The reason is simple: we Indians totally lack the buffet consumption etiquette, and what should be a pleasurable activity, where you get to partake of various delicacies on display, turns into a nightmare, an event I totally don’t look forward to.
Here are some tips for readers on buffet behaviour, and I have compiled these after many unsuccessful attempts at this mother of all (mis)adventures.
•Just as it’s deeply offensive and uncivil to jump queues at malls, airports and ration shops, so is the case with buffet spreads. If you follow the food line, you will not only enjoy the ride, but reach your choice of platters smoother and faster. Jumping the line leads to chaos in the food chain, and I have seen people viciously elbowing each other out to get at that extra helping of coconut chutney. Makes no sense to me. Folks at the community bore-well queue are more chilled out. And yup, when you arrive for that second/third/fourth/tenth helping, it’s only correct and fair to rejoin the line. But I know this isn’t gonna happen anytime soon. Indians in general viscerally loathe the concept of queues.

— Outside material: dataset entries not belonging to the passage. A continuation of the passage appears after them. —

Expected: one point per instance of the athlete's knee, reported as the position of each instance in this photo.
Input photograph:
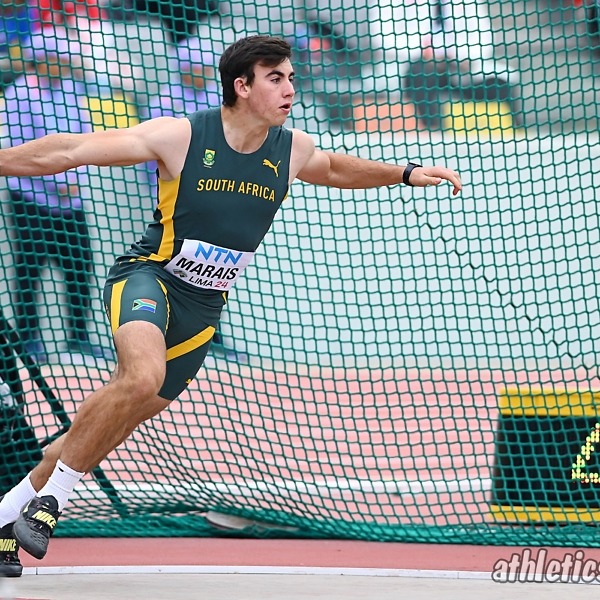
(140, 385)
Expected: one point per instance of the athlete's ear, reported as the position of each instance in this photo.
(241, 87)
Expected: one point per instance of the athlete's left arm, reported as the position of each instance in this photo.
(345, 171)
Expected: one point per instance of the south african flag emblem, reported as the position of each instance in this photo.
(144, 304)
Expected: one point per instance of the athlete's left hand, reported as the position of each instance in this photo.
(424, 176)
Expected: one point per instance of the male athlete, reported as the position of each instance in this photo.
(223, 174)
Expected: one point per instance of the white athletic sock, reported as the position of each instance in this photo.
(61, 484)
(15, 500)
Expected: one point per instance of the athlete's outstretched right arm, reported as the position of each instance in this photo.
(157, 139)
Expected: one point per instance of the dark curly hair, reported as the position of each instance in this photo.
(239, 60)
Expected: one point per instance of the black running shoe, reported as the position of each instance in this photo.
(10, 565)
(36, 524)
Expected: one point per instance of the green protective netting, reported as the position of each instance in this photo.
(398, 364)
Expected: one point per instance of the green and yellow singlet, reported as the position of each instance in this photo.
(210, 220)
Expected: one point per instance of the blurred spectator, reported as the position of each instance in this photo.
(178, 17)
(19, 19)
(445, 52)
(49, 220)
(60, 12)
(193, 83)
(333, 53)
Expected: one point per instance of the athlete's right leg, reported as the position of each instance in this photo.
(138, 311)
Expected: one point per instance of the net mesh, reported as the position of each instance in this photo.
(397, 364)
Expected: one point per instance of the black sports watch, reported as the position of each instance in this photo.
(407, 171)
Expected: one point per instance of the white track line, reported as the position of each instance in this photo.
(258, 570)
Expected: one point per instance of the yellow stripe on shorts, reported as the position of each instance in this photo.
(115, 305)
(192, 344)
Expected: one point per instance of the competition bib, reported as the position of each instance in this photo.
(208, 267)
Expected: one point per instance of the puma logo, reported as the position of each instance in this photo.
(268, 163)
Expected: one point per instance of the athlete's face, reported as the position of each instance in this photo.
(272, 92)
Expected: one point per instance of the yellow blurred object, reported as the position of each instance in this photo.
(108, 113)
(491, 119)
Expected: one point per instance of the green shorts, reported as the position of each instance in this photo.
(140, 290)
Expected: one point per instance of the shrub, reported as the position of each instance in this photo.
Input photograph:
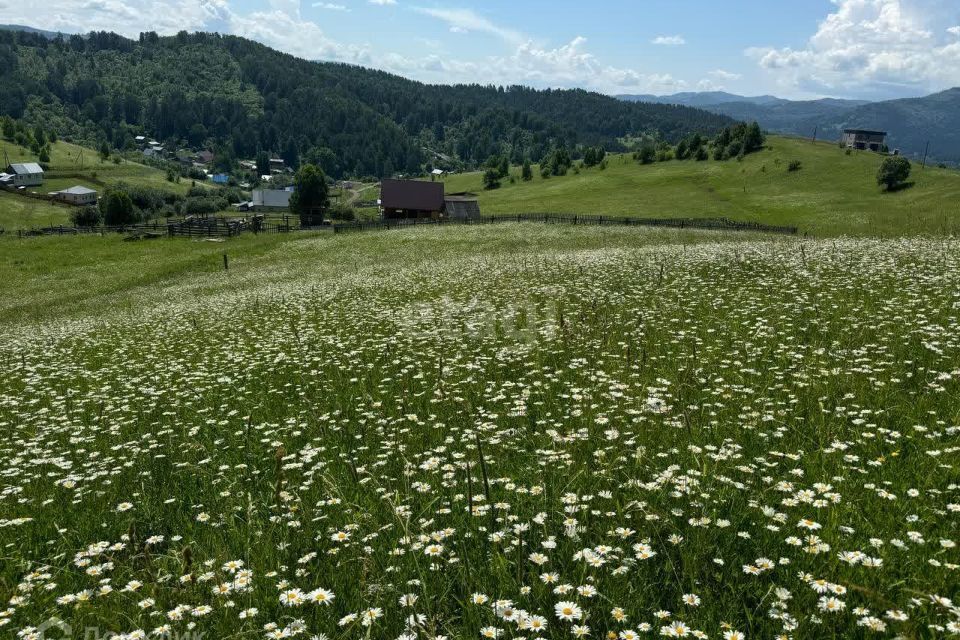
(491, 179)
(117, 208)
(646, 155)
(893, 172)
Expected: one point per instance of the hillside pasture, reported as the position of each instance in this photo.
(832, 194)
(515, 430)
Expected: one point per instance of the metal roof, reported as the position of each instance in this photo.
(78, 191)
(271, 198)
(415, 195)
(26, 168)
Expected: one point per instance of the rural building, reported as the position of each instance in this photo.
(864, 139)
(270, 199)
(461, 207)
(77, 195)
(27, 174)
(406, 199)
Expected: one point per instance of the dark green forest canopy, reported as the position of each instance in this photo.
(238, 96)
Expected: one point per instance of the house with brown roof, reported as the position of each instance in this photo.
(411, 199)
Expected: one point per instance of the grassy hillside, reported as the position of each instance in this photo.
(18, 212)
(833, 194)
(71, 164)
(637, 429)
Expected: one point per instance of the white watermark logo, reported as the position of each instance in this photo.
(55, 629)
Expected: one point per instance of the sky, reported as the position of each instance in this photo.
(801, 49)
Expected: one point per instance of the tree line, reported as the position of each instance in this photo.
(241, 99)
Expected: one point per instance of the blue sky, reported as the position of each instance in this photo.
(796, 49)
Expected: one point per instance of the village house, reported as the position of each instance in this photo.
(418, 199)
(27, 174)
(267, 199)
(461, 206)
(864, 139)
(410, 199)
(78, 195)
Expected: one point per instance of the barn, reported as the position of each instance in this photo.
(27, 174)
(462, 207)
(78, 195)
(411, 199)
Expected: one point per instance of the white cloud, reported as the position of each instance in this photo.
(567, 66)
(725, 75)
(881, 48)
(670, 41)
(282, 26)
(467, 20)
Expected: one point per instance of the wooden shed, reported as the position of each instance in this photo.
(411, 199)
(462, 207)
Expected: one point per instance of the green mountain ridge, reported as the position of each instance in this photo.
(910, 122)
(239, 97)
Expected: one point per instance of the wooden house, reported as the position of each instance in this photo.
(411, 199)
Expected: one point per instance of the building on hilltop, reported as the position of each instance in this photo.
(26, 174)
(461, 206)
(864, 139)
(77, 195)
(266, 199)
(418, 199)
(411, 199)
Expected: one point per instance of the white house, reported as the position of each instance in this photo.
(271, 199)
(77, 195)
(27, 174)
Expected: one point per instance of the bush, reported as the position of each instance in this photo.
(117, 208)
(86, 217)
(646, 155)
(342, 211)
(491, 179)
(894, 172)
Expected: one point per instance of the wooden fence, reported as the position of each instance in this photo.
(719, 224)
(227, 227)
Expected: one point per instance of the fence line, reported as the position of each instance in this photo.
(721, 224)
(224, 227)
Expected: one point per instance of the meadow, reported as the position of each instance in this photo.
(833, 194)
(514, 431)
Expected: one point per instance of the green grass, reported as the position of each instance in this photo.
(19, 212)
(71, 164)
(722, 431)
(834, 194)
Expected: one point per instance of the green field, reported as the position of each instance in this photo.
(19, 212)
(509, 431)
(834, 194)
(71, 164)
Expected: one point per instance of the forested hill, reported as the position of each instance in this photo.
(238, 96)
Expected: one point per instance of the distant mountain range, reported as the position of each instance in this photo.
(911, 122)
(18, 27)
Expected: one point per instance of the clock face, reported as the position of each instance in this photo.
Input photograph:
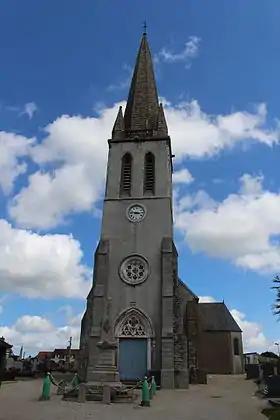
(136, 213)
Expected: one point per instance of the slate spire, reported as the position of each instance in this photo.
(118, 129)
(141, 113)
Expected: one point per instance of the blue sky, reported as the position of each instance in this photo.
(64, 71)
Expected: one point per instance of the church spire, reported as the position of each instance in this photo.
(141, 113)
(118, 129)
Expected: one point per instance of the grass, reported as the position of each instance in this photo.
(272, 413)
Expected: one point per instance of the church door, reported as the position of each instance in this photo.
(132, 358)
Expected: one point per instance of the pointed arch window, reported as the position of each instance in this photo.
(149, 174)
(126, 175)
(236, 351)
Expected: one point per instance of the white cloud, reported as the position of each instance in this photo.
(29, 109)
(242, 228)
(206, 299)
(189, 52)
(253, 335)
(28, 323)
(41, 266)
(196, 134)
(13, 148)
(182, 176)
(38, 334)
(78, 147)
(76, 150)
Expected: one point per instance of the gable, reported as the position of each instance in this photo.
(217, 317)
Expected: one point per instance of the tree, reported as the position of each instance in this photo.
(276, 305)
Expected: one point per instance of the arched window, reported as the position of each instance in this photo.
(149, 174)
(125, 188)
(236, 347)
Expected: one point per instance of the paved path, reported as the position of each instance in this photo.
(225, 397)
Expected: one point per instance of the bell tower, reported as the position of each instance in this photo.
(136, 261)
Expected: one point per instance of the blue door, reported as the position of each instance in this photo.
(132, 358)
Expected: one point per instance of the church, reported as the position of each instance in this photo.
(156, 323)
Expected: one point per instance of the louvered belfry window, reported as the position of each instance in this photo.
(149, 176)
(126, 174)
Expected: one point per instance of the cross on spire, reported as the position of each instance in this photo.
(145, 27)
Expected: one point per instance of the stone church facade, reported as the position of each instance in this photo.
(154, 318)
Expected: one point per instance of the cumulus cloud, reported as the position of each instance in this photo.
(188, 53)
(77, 147)
(36, 333)
(28, 323)
(13, 148)
(206, 299)
(182, 176)
(41, 266)
(242, 228)
(196, 134)
(72, 157)
(253, 335)
(29, 109)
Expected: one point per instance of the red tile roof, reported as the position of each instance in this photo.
(44, 354)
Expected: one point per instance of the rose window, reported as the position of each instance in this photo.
(133, 327)
(134, 270)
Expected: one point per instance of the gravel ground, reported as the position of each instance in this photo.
(224, 398)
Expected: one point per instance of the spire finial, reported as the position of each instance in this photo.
(145, 27)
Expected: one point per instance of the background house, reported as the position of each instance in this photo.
(220, 345)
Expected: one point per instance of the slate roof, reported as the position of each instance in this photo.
(217, 317)
(188, 289)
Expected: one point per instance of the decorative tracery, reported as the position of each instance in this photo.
(133, 327)
(134, 270)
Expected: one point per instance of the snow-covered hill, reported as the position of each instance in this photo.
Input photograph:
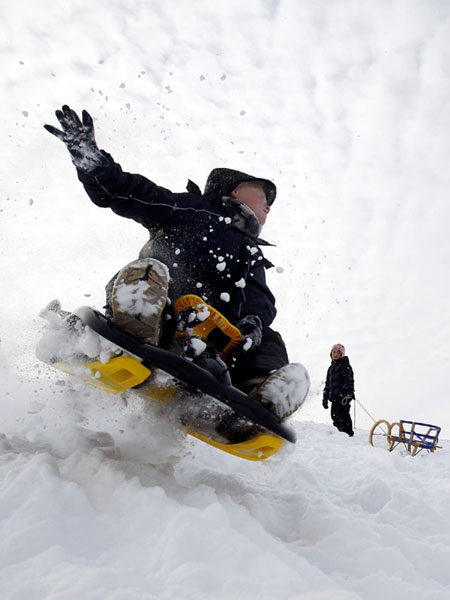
(344, 105)
(102, 500)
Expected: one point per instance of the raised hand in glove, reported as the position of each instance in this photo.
(79, 137)
(251, 329)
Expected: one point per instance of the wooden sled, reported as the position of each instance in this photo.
(413, 435)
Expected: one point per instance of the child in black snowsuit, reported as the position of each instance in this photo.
(205, 244)
(339, 389)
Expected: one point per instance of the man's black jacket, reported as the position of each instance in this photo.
(205, 246)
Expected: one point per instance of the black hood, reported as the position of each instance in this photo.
(229, 179)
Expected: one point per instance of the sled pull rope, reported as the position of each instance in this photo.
(363, 410)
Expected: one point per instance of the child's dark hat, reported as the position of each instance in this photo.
(229, 179)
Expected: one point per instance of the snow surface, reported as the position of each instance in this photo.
(345, 106)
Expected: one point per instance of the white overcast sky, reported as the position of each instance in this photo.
(343, 104)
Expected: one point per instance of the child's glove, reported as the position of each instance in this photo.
(251, 329)
(79, 138)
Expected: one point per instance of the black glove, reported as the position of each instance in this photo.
(79, 137)
(251, 329)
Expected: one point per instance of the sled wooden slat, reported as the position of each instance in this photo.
(413, 435)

•It’s never a good idea to unleash your kids into the buffet consumption process. With the mad frenzy that often gets underway, I have noticed children being trampled upon (ouch!), and I once spotted a little girl crushed between the legs of some heavyweight patrons. Also kids, quite naturally, struggle with the large food dispensers, the lids of some of these contraptions aren’t easy to pull, even for an 80 kg hulk like me. And so accidents become inevitable. A brat once dropped an entire container of steaming hot sambhar on my crotch. Sure, go ahead, laugh. The feeling isn’t funny though, trust me.
•Some groups (especially the undivided family wallahs) attack the spread in unison, much like a pride of lions. Now this is bad news for the rest, as this causes longer waiting periods, but it can’t be helped. I guess some people actually believe in the theory that ‘families that eat together, stay together’. Though I am quite certain whoever wrote that, didn’t have buffets in mind. But that’s cool. What gets my BP raging is the sight of some of these ‘Hum Aapke Hain Kaun?’ clans get involved in heated debates over which dish appears worth trying… the intense arguments over the merits and demerits of each item. Am sure that’s how families bond, but clearly this practice is unfair to folks waiting in the long queue. The correct thing would be to top up your plate, go to the table, and THEN gossip over the cuisine. Or play antakshri, or whatever it is that gets you off over breakfast.
•After you have richly dug into the container, the polite and hygienic thing is to shut the damn thing down. Hotel staffers do all they can to keep the dishes adequately warmed. Either setting them on simmer, or replacing them at the right intervals. Leaving the containers open not only cools the dishes swiftly, it also makes the khana vulnerable to assault from flies. Is that such a difficult thing to understand?
•I kid you not, some food lovers sniff right into the containers, before deciding if it’s aromatic enough for their refined taste buds. Others grope and feel each chapatti/bread before zeroing in on the chosen one. Do you really want me to explain why these acts are totally repugnant and unhealthy?
I could go on, and am sure you have your own list of buffet peeves. All we need to understand is that the concept of the buffet spread is to make the experience of eating brisk, varied and delightful. It’s not meant to be a game of skill, power and crude behaviour.